New York taxi officials seek a new 'green' yellow cab
Nothing screams New York more loudly than the city's yellow cab, but city officials hope the next generation of taxis will be, well, a bit more green.
New York City Taxi and Limousine Commission chairman David Yassky, who is overseeing the search for a new design, says the city hopes to replace the current fleet standard, the gas-guzzling Ford Crown Victoria.
"It's done great work," he says. "But it's time for a new car. The Ford Crown Victoria gets 12 miles to a gallon. It's not the most comfortable ride in the back, and while it's a design that everyone associates with the New York City cab, it's time to freshen it up."
The finalists in the competition to design the next generation of yellow cabs include car manufacturers Nissan, Ford and Karsan of Turkey. The results will be announced in mid-January.
The competing designs are all roomier and more fuel-efficient than the current yellow taxis, which number about 13,000, and they all bear more than a passing resemblance to the most modern black cabs in London.
City officials are thinking of giving one manufacturer the contract to build all of New York's cabs - a change from the current situation where 16 different models of taxi are made by nine different manufacturers, although the majority are Ford's Crown Victoria.
The potential move to one manufacturer is not popular with veteran taxi driver John Caines, who is devoted to his Crown Victoria.
"It's as New York as Broadway, as Manhattan as Times Square," he says. "It's my office, my production facility, my way of earning income."
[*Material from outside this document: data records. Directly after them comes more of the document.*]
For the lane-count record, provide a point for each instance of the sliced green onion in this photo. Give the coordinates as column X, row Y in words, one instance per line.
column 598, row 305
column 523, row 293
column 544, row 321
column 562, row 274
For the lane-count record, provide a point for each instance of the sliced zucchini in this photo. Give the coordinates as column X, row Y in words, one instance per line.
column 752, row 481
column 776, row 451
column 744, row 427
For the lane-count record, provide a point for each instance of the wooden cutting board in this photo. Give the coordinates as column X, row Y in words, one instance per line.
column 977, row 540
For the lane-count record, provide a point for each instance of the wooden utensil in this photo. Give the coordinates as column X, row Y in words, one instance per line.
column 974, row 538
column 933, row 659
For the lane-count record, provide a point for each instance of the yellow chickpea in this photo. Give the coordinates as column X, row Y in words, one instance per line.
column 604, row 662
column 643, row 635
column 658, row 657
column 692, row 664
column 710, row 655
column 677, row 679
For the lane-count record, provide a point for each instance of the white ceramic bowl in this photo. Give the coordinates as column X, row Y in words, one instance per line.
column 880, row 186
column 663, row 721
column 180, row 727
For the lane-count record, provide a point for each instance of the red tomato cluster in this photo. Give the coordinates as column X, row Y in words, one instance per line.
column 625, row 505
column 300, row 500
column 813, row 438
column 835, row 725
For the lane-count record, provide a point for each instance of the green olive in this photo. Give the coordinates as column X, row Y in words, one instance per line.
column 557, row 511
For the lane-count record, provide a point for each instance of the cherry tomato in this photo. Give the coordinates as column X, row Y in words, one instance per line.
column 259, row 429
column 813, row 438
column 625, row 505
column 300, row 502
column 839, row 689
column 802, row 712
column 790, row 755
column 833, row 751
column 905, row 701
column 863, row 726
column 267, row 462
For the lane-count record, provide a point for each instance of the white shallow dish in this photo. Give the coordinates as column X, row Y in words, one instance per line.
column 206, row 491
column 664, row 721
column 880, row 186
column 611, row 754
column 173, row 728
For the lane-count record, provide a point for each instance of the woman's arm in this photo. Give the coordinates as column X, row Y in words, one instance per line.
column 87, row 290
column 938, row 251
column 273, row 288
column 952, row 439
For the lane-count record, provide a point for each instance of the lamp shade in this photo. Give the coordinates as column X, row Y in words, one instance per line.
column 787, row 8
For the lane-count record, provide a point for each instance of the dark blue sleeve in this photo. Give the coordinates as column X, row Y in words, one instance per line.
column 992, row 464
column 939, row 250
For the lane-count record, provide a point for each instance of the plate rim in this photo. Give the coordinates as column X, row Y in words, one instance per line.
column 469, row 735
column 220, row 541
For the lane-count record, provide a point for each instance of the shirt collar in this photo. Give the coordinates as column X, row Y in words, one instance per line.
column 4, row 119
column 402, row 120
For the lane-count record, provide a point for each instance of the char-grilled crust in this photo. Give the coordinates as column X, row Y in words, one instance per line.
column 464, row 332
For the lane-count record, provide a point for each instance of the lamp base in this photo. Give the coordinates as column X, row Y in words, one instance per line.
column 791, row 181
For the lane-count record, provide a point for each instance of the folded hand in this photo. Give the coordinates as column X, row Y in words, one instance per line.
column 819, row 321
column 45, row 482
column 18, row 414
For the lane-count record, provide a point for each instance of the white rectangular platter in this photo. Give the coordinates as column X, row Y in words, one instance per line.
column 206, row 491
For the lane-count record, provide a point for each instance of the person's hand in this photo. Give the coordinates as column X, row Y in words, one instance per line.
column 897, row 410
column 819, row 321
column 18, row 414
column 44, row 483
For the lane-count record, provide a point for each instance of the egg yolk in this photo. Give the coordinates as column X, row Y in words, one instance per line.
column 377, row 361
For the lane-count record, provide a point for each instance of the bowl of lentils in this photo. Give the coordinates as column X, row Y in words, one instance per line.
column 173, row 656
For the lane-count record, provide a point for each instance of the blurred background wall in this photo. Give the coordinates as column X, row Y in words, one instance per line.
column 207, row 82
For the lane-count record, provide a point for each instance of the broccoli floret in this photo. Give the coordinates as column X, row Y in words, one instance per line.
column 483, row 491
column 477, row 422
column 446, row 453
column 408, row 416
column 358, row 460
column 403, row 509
Every morning, he gets up, washes his cab, and heads out to see what the day brings. Mr Caines does not want to part company with his current vehicle, and dislikes the idea of one manufacturer making all of the city's taxis.
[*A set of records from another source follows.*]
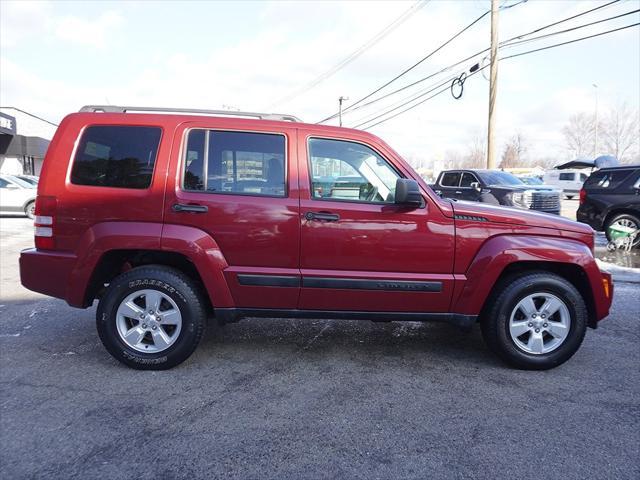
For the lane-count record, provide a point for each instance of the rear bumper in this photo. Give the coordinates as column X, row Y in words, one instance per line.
column 49, row 273
column 602, row 287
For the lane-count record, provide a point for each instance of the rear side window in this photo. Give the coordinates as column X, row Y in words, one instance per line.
column 241, row 163
column 607, row 179
column 116, row 156
column 450, row 179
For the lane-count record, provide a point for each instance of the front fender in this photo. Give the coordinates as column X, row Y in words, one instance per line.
column 499, row 252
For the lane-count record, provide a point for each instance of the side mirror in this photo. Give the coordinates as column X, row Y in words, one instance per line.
column 408, row 193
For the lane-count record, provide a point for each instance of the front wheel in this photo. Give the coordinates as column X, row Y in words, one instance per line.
column 536, row 322
column 151, row 318
column 627, row 221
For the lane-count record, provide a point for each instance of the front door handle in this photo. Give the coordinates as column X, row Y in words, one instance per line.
column 322, row 216
column 181, row 207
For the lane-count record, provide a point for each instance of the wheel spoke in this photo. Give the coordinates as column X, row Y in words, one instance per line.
column 558, row 330
column 535, row 343
column 152, row 300
column 551, row 306
column 528, row 307
column 134, row 335
column 169, row 317
column 518, row 328
column 160, row 339
column 130, row 310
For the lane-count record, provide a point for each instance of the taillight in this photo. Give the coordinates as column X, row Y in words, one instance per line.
column 44, row 222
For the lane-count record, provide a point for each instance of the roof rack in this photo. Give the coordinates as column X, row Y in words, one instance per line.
column 118, row 109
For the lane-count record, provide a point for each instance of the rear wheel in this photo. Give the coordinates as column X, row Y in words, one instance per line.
column 624, row 220
column 151, row 318
column 537, row 321
column 30, row 210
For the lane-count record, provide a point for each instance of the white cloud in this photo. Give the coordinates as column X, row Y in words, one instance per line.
column 96, row 32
"What about choice?" he asks. "Where's my freedom to choose? And what if that one manufacturer can't get you the parts when you need them? It's risky."
He also worries about how much the new cab might cost.
Mr Caines averages 50,000 miles (80,467km) a year in his taxi, in gridlock and in good times.
"This can be a dangerous, stressful job," he says. "You never know who's going to get in the back, if they're going to pay. Yet we are ambassadors for the city, we interact with the public, it's an important job."
Mr Yassky of the Taxi and Limousine Commission agrees that cabs and their drivers are the city's signature.
"If you watch a movie or a TV show set in New York City, the way they tell you it's set in New York is they show a yellow taxi," he says.
"It's because it's a scrappy, energetic industry. They're darting here and there, it's a perfect symbol for a commercial city."
And now, that city will be represented by a different silhouette.
Referring to a popular taxi model of the 20th Century, Mr Yassky hopes the city will select a cab "that people look on as fondly as they do the Checker".
He says: "I'd like to have a car that has that same level of popular affection."